Are all complex functions onto?

Since I feel like your question is trying to address finding some kind of generalisation of the fundamental theorem of algebra (which can be rephrased as saying any nonconstant complex polynomial is surjective), I think one of the best things you can get is Picard's little theorem.

First, let me mention that continuous complex functions are not necessarily surjective, even if they aren't constant: for example, the absolute value function $|\cdot|:\Bbb C\to\Bbb R_{\geq0}\subset\Bbb C$ is certainly continuous, but is also certainly not surjective. Therefore, just having continuity is not enough, so if we want to remedy this by making the functions in question look "more like polynomials", then we ought to make them smoother; that is, (complex) differentiable.

It turns out being complex differentiable is quite a bit to ask: unlike in the real case, a function that is complex differentiable will automatically be analytic; that is, it will have a Taylor series expansion at the point where it is differentiable. Therefore, differentiable complex functions can be thought of as "infinite degree polynomials", and we can go back to the question of: does the fundamental theorem of algebra somehow generalise to this setting?

Cutting to the chase, one place we might end up is Picard's little theorem, which says that if our complex function is differentiable everywhere and also not a constant, then its image will be just about surjective; that is, its image will be $\Bbb C$ except possibly a single point. Therefore, given a complex function $f:\Bbb C\to\Bbb C$ that is differentiable, you will be able to solve $f(z)=a$ for all $a\in\Bbb C$ with at most one exception.

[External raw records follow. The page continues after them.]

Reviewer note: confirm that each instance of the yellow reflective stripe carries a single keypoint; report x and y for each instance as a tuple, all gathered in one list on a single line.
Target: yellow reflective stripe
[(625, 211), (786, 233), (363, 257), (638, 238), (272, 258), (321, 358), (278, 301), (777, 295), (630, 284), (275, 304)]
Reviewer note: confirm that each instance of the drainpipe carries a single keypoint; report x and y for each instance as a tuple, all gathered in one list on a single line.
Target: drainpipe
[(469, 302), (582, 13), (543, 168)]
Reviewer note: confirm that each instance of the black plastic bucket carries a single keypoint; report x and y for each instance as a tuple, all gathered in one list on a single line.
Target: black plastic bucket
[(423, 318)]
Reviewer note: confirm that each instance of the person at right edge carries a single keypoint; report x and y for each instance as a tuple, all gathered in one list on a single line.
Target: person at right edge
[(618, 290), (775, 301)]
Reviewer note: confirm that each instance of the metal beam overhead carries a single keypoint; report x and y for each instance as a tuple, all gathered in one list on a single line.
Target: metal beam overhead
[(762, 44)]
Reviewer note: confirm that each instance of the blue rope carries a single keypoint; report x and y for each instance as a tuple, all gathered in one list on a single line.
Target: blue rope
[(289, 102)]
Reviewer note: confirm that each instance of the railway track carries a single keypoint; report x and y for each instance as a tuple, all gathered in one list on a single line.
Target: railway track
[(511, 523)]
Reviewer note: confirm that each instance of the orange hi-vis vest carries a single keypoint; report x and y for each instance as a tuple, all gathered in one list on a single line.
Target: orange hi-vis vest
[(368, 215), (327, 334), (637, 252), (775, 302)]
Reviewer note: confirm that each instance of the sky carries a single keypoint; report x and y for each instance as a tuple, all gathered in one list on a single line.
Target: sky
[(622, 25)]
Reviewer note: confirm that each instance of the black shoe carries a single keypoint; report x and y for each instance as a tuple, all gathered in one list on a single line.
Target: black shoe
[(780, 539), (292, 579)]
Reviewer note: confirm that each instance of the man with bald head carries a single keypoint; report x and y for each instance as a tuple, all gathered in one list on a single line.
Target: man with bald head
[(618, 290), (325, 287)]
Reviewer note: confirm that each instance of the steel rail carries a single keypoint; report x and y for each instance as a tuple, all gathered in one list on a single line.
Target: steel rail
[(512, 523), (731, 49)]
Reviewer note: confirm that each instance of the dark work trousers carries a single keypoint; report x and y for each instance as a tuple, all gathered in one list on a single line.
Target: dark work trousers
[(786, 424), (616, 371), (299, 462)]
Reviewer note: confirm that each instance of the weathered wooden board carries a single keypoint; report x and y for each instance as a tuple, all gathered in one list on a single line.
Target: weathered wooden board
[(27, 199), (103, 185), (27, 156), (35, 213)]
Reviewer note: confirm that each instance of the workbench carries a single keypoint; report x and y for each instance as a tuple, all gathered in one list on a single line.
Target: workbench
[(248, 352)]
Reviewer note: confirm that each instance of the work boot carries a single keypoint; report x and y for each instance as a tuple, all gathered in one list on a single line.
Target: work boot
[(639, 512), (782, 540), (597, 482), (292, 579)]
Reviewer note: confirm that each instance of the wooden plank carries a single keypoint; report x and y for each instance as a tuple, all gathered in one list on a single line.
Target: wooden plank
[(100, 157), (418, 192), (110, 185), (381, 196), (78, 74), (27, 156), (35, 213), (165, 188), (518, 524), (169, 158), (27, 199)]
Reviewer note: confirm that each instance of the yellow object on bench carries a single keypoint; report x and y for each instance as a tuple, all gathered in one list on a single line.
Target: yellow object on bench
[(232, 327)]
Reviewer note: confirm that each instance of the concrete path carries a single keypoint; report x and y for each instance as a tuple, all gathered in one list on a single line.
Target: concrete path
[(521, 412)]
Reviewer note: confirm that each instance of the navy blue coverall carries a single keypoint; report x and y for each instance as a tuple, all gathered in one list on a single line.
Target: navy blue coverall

For the record, an example of an entire function whose image is missing a point would be the exponential map $\exp:\Bbb C\to\Bbb C$, whose image is $\Bbb C\setminus\{0\}$.

As I understand it, your question is raising an analogy with the fact that $x^2 + 1 = 0$ has no solutions over $\Bbb{R}$, and we need to "invent" a new number $i = \sqrt{-1}$ (that is, adjoin an element with the appropriate algebraic properties to the field $\Bbb{R}$). This gives us the field $\Bbb{C}$. So your question is, do we have to keep "inventing" new numbers [adjoining new elements] $j, k, l, ...$ indefinitely to $\Bbb{C}$ to solve ever broader classes of equations?

As far as polynomials go, the answer is "no". $\Bbb{C}$ is algebraically closed: if you give me any polynomial $p(x) \in \Bbb{C}[x]$ with complex coefficients, I can give you a complex number $z$ for which $p(z) = 0$. $\Bbb{C}$ is also closed under field operations: for any two complex numbers $a_1 + b_1i$, $a_2 + b_2i$, their sum, difference, product, and quotient can all be written in the form $a + bi$ as well (so we don't need to keep inventing new symbols $j, k, l, ...$ to handle basic field operations either).

It's even true that complex numbers have logarithms and roots, although these are generally multivalued, and cannot be defined on all of $\Bbb{C}$ because of singularity issues at the origin. I can also raise a complex number to a complex power, and my result still is in $\Bbb{C}$. Basically, once you add $i$ to the field $\Bbb{R}$, your work of adding elements is complete.

While it is not completely clear what you mean by "operations within the complex numbers", it almost sounds that you are alluding to the fundamental Theorem of Algebra. This Theorem says that any polynomial in $\mathbb{C}$ factors completely over $\mathbb{C}$. So, all the roots "stay inside the complex numbers". If you are familiar with Field Theory, this is equivalent to their being no algebraic extensions of $\mathbb{C}$.

However, you second thought still does not hold completely in the complex numbers. You cannot just invert something like $z^2$ because it is not a bijective function on $\mathbb{C}$. To define $\sqrt{z}$ you can write this as $z^{1/2} = e^{1/2\log z}$ where $\log z$ is a branch of the logarithm. Remember that the logarithm is not analytic on all of $\mathbb{C}$ and you you will need to take a branch cut.

If such an inverse exists, then it is necessarily continuous and and analytic where the original function is nonzero (albeit, these are true in the non-complex case as well).